Jebba West was a market place of ideas and activities for freedom, anti-apartheid, democracy and socialism, perceived then as “subversion” by the status quo. Aka Bashorun was a meticulous lawyer who shared traditions with famous progressive lawyers who put law at the service of the oppressed such as South Africa’s late Yusuf Dadoo, Alfred Nzo, Nelson Mandela and Oliver Tambo. Though a far more junior partner, he was de facto a co-comrade of the late Aka Bashorun on account of his audacity of hope for a progressive Nigeria. Femi Falana has always been a good follower which explains why he is a tested leader of the civil society today. In 1991, Mr. Falana started his own Chambers, Femi Falana, which later became Falana and Falana Chambers.

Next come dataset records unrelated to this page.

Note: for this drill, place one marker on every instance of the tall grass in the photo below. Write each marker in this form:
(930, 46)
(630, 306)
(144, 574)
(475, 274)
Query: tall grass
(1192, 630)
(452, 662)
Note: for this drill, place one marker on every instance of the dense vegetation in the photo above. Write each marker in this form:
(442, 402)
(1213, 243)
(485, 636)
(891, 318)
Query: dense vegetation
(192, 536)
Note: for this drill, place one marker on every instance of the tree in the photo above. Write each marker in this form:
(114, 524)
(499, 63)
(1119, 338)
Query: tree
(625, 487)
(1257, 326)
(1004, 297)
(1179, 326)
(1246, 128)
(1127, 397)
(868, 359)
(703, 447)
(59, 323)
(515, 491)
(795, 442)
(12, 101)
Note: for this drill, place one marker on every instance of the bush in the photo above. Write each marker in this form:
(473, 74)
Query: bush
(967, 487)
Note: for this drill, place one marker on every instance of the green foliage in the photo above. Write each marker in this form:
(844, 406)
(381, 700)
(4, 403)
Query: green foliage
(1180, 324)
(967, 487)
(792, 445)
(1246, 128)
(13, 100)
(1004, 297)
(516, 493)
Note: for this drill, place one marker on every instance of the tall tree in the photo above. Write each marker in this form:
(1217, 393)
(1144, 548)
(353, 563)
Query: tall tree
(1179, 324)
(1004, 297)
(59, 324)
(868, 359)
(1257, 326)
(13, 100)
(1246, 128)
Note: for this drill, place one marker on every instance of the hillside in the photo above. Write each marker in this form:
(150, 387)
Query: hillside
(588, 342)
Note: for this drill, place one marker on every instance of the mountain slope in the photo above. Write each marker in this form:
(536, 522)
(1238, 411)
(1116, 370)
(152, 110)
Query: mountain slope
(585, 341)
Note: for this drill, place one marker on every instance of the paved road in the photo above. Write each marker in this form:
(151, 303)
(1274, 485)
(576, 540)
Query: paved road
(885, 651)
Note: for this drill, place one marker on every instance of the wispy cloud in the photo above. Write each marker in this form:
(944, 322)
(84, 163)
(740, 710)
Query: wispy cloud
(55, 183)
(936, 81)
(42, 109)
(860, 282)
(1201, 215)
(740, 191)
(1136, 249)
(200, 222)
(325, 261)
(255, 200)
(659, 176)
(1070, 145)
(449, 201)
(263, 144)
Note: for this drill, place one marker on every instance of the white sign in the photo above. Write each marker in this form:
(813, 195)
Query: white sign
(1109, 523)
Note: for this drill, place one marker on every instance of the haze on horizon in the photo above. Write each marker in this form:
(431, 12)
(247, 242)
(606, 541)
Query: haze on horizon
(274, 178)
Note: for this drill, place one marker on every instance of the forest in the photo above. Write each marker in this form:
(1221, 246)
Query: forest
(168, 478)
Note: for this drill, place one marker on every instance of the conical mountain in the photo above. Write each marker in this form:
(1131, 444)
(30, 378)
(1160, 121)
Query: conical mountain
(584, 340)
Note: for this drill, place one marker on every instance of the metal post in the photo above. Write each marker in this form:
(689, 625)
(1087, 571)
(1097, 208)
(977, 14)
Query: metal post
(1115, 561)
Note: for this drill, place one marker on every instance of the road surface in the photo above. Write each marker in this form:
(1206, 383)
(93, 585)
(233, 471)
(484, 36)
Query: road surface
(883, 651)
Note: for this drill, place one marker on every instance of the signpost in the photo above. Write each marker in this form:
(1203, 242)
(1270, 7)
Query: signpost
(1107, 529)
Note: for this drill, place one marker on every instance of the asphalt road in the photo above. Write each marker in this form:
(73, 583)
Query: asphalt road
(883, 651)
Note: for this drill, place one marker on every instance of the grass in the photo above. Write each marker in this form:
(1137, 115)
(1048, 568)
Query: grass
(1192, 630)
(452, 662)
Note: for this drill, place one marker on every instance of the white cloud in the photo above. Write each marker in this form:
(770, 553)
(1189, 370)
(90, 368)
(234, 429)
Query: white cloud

Femi Falana became a human rights activist as early as 1983 for which he has paid heavy price in terms undeserved harassments and detentions, especially under the military. For instance, just for standing up for the defence of students’ rights Mr. Falana was almost denied his discharge certificate by the National Youth Service Corps (NYSC). Two decades later, in July 2001, he petitioned the Justice Oputa led human rights panel over his withheld certificate. The certificate was subsequently released to him on live television at the commission’s sitting.
Femi has presided over the affairs of the National Association of Democratic Lawyers and West African Bar Association, WABA, serving as President and Chairman respectively. He legitimately contested and lost the governorship election of Ekiti State in 2007 on the ticket of the National Conscience Party. Falana is qualified to be called a statesman. Though a visible non-state actor, very few statesmen have shown such passion for nation-building in terms of advocacy, legal representation and mass engagement. Just like the late Aka Bashrun and Chief Gani Fawehinmi. Femi who also features at next year’s Daily Trust Dialogue proudly gave out his first daughter, Winnie’s, (born at the height of anti-apartheid struggles of the 80s and named after Winnie Mandela) hand in marriage last Saturday in Lagos in an event that witnessed a remarkable collection of all those committed to a better world. Falana truly stands for something (principle) which explains why he does not fall for anything as many are doing. The unstinting commitment to humanity is undoubtedly the fundamental principle that Falana holds dearly.